Damn, this forum went to shit!


----------



## JeffForSale (Jun 12, 2003)

kaptainkrollio said:


> and thats why i have another one.  you don't own a 240sx, so leave.


 you didn't have a 240 for awhile when u crashed it into a dog, oh wait no u didn't u were to pussy to. yet u never left... 

kindof hypocritical if u ask me...


----------



## kaptainkrollio (Jul 29, 2003)

but i was planning on getting one, you have no intentions of getting a 240sx. And I asked questions and posted help info(most of the time).
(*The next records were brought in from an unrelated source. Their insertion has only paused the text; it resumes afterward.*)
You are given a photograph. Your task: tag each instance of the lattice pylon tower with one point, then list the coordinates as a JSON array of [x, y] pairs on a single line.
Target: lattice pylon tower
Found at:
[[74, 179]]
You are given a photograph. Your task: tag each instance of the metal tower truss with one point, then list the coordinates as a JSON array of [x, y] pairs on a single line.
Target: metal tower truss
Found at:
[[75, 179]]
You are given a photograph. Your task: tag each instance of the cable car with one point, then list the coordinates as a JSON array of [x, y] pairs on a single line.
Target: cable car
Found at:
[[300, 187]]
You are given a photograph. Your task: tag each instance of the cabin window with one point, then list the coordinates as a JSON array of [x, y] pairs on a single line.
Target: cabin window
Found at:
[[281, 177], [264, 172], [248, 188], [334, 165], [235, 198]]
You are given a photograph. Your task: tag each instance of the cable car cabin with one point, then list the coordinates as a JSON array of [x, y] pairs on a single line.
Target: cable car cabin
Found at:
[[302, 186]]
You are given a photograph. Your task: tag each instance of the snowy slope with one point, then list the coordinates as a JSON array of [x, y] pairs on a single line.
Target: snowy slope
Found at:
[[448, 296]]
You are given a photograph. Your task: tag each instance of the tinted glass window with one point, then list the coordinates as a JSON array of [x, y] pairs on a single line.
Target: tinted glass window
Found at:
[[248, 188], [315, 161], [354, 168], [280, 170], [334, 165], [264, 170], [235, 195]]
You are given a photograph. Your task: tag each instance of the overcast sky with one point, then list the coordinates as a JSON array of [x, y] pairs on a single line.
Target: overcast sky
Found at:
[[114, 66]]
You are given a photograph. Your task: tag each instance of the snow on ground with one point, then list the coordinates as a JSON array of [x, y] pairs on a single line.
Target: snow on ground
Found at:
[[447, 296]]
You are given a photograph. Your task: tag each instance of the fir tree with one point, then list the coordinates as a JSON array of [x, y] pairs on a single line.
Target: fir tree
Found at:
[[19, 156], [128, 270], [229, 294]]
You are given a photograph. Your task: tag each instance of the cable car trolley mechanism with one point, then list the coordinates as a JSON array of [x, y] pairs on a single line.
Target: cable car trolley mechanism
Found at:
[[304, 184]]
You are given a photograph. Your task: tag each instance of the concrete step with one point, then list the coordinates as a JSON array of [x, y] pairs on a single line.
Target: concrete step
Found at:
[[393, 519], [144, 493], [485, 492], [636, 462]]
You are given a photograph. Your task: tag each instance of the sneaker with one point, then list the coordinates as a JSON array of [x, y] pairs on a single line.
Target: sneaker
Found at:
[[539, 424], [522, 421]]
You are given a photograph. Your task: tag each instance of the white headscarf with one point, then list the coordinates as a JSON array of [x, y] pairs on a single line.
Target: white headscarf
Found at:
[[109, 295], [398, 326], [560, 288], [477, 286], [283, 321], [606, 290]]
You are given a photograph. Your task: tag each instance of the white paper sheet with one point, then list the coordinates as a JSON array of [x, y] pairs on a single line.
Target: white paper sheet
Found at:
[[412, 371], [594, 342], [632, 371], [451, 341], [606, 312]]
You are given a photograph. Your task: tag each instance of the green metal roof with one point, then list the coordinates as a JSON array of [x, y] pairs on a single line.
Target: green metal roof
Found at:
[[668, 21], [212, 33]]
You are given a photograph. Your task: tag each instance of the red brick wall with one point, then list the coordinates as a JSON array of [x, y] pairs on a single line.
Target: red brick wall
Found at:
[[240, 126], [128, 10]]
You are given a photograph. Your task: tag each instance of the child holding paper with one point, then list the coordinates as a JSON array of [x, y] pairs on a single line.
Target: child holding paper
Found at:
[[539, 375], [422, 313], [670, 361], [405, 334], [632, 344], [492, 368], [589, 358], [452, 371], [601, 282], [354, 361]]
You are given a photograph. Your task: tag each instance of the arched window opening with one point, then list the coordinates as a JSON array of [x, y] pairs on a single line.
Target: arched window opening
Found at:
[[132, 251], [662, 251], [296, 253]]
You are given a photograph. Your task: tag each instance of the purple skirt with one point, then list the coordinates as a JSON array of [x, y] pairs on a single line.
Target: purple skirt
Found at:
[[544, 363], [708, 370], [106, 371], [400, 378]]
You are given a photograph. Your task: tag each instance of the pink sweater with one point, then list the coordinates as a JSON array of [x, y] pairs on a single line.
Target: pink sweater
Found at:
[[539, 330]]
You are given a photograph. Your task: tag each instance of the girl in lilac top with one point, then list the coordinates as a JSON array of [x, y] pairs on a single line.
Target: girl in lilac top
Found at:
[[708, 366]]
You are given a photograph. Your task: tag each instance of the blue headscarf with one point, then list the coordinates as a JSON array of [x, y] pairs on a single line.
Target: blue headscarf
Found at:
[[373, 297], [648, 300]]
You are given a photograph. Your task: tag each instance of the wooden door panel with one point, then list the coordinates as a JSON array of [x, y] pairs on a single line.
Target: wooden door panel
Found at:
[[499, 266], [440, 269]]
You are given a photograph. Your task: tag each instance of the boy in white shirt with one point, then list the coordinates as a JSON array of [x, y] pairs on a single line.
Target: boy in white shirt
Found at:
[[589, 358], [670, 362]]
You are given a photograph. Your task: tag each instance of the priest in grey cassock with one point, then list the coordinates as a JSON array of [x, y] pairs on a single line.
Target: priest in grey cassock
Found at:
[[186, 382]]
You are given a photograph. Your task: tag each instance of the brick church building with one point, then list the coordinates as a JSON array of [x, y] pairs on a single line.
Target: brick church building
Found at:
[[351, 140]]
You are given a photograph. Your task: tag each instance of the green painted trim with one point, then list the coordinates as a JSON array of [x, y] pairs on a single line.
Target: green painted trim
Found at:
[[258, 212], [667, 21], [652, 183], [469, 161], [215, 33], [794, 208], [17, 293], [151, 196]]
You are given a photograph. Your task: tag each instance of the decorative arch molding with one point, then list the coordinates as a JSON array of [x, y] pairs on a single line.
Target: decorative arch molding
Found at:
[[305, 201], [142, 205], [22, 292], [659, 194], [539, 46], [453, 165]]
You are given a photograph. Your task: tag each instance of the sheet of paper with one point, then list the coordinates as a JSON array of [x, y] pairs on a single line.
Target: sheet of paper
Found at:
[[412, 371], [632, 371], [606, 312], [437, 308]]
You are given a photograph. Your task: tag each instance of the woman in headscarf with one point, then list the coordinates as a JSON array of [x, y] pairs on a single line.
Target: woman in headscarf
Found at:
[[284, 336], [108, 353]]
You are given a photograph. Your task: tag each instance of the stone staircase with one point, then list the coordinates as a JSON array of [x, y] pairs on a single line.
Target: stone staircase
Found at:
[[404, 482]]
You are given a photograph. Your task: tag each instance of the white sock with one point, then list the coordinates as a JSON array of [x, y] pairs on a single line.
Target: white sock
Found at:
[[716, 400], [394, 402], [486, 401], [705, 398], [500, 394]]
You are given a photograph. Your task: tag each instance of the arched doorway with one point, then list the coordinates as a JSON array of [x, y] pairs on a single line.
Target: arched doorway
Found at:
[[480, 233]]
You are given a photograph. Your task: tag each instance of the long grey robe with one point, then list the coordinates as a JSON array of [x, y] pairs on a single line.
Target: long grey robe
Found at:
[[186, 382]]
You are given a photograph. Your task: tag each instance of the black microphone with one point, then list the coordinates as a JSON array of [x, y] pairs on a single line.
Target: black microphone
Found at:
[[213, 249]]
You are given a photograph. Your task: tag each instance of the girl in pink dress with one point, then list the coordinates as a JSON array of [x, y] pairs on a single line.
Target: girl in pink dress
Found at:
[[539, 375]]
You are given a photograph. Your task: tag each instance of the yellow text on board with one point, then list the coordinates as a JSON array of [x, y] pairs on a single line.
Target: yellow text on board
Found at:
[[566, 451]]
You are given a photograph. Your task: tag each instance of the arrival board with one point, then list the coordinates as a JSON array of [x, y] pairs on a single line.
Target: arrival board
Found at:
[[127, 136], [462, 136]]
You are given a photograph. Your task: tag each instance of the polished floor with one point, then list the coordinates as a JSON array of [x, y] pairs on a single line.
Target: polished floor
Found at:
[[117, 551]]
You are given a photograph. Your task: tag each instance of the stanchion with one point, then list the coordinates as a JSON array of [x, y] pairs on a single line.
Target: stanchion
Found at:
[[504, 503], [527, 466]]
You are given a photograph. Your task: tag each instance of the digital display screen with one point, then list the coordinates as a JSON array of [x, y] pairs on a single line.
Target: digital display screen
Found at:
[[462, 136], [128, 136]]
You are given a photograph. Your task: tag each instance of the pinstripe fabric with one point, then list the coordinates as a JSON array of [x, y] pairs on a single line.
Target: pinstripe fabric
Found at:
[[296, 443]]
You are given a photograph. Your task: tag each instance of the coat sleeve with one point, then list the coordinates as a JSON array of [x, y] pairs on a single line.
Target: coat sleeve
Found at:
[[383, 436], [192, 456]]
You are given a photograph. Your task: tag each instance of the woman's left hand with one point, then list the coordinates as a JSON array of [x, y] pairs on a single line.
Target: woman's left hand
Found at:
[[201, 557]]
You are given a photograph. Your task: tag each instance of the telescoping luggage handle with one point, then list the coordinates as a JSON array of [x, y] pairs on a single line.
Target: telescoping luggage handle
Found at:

I never see you post anything but shit.


----------



## 200sxOwner (Jul 1, 2004)

so two ppl in here who dont have 240sx?


----------



## drift240sxdragqueen (Oct 23, 2002)

well jeff owns a 240.... in a way. i'll let him tell u guys about it.


----------



## Loki (Jan 12, 2004)

Dev/Null said:


> I'm a post whore ...



holy shit your a post slut!!!!!!! damm 9 post!!!!!!! your the G!!! :dumbass:


----------



## Neji (Jun 6, 2004)

93blackSER said:


> that also isnt true ass.


More proof of KA24E pistons in KA24DE morots...

stop making me prove you wrong, ass. I'm not the one trying to start a fight... 

I was stating info and you call me a noob for this...


----------



## 200sxOwner (Jul 1, 2004)

damn blackser of new york, you just got punked. what you gonna do now?


----------